Both CCC-Biclustering and e-CCC-Biclustering are provided with three additional extensions that identify biclusters with shifted/scaled, anti-correlated and time-lagged patterns . Sometimes, distinct genes exhibit similar expression evolutions at different expression levels, thus not reflecting a similar pattern after discretization. This problem is addressed by identifying biclusters with shifted patterns. Anti-correlation allows genes with opposite expression patterns, in a set of consecutive time points, to be included in the same bicluster. The time-lagged approach identifies genes that exhibit similar expression patterns starting at different time points, enabling the identification of activation/inhibition delays.
CC-TSB is an adaptation of the biclustering algorithm proposed by Cheng and Church . This heuristic approach uses the mean squared residue (MSR) as merit function and iteratively alternates the addition/removal of genes/time points, forcing the MSR to reduce. The addition/removal of time points is restricted to discover only biclusters with contiguous columns.
Applying biclustering to expression data often yields a large number of biclusters. Since analyzing all is usually prohibitive, post-processing techniques are performed in order to rank biclusters according to their relevance. Several methods are available to filter and sort biclusters based on numerical and statistical criteria (Figure 2(b)).
Biclustering groups genes and conditions based on relations inferred from data, relying strictly on computational methods. Researchers are usually interested in analyzing the results looking for statistically significant biological phenomena. This significance can be assessed using Ontologizer's term-for-term analysis , which computes the functional enrichment of the genes in the biclusters by identifying the overrepresented GO terms. In a first step, GO annotations are extracted requiring two distinct files (downloadable from the GO repository if not available) containing the complete ontology and organism-dependent annotations. Term-for-term analysis is then applied to compute a p-value for each GO term. Such p-value is calculated with respect to the null hypothesis that the inclusion of genes follows a hypergeometric distribution, and measures the statistical significance of each term by computing the ratio of the frequencies of annotated genes in the bicluster and in the complete dataset. The Bonferroni correction for multiple testing is applied. The lower the p-value, the more significant the term is. According to standard statistical practice, terms with a corrected p-value lower than 0.05 and 0.01 are considered significant and highly significant, respectively.

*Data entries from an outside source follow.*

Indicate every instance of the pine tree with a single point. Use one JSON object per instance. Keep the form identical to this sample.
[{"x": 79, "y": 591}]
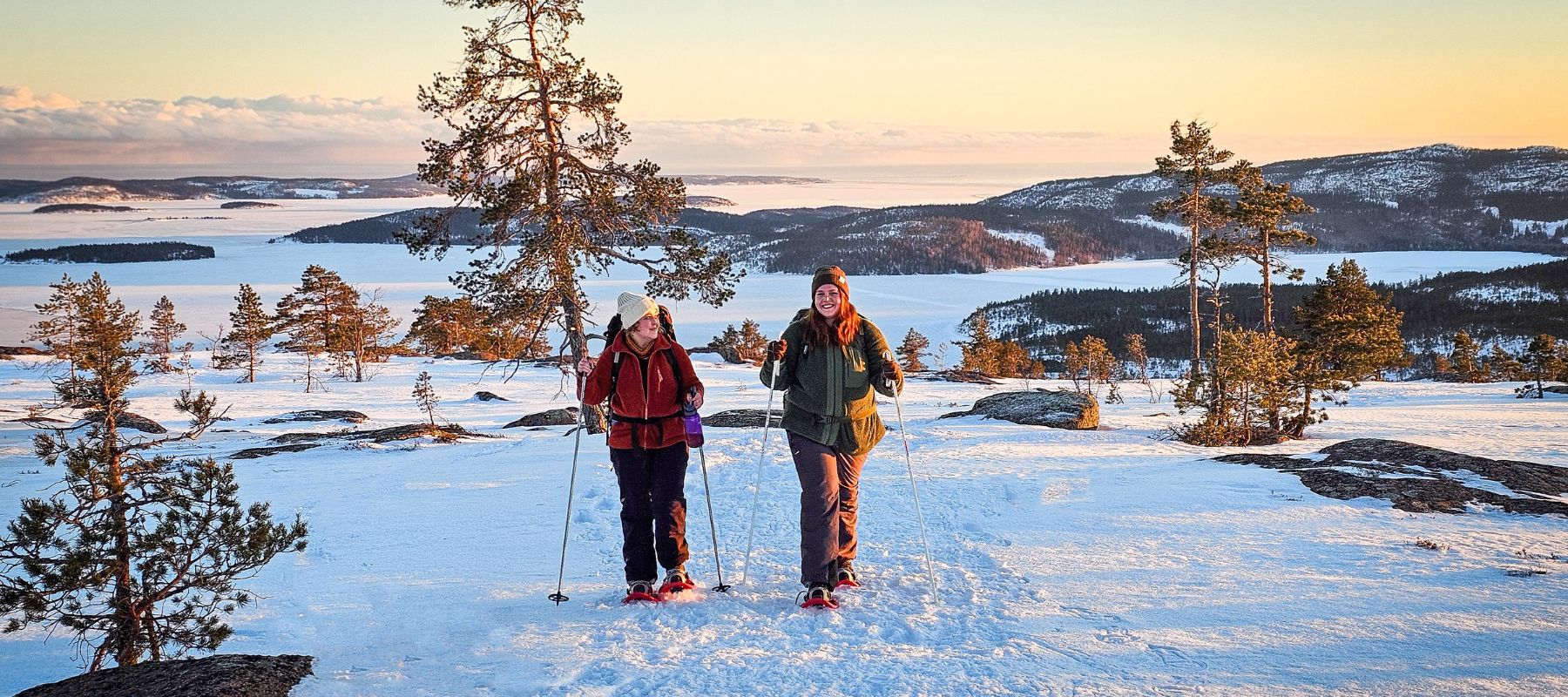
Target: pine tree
[
  {"x": 745, "y": 344},
  {"x": 1139, "y": 356},
  {"x": 1254, "y": 372},
  {"x": 135, "y": 553},
  {"x": 57, "y": 330},
  {"x": 1193, "y": 166},
  {"x": 366, "y": 335},
  {"x": 909, "y": 352},
  {"x": 1503, "y": 368},
  {"x": 1261, "y": 213},
  {"x": 1348, "y": 333},
  {"x": 979, "y": 352},
  {"x": 425, "y": 396},
  {"x": 446, "y": 325},
  {"x": 1465, "y": 358},
  {"x": 313, "y": 313},
  {"x": 1544, "y": 360},
  {"x": 535, "y": 148},
  {"x": 162, "y": 332},
  {"x": 253, "y": 328}
]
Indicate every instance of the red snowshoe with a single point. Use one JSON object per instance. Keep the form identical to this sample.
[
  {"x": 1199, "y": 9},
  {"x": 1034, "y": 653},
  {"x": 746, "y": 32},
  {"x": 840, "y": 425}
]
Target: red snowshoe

A visualization module provides different graphical representations of expression time series, enhancing their most important features: tables of values, colors and symbols; dendrograms; expression charts; pattern charts; tables of GO terms and functional enrichment; and graphs of enriched terms.
Expression matrices and heatmaps
Dendrograms are branching tree-like diagrams used for representing similarity relationships between the genes/time points in the expression data (Figure 3(e)). The similarity hierarchy is obtained using agglomerative hierarchical clustering to group genes and/or time points. At each step, the cluster pairwise similarity is used to decide which clusters to merge. For single element clusters, this similarity is computed using a distance measure (Euclidean or cityblock) or a correlation coefficient (uncentered, Pearson's, absolute uncentered, absolute Pearson's, Spearman's or Kendall's correlation). Otherwise, a single-linkage, complete-linkage, average-linkage or centroid-linkage approach is used. Java TreeView  is used to interpret hierarchical clustering results and display the dendrograms.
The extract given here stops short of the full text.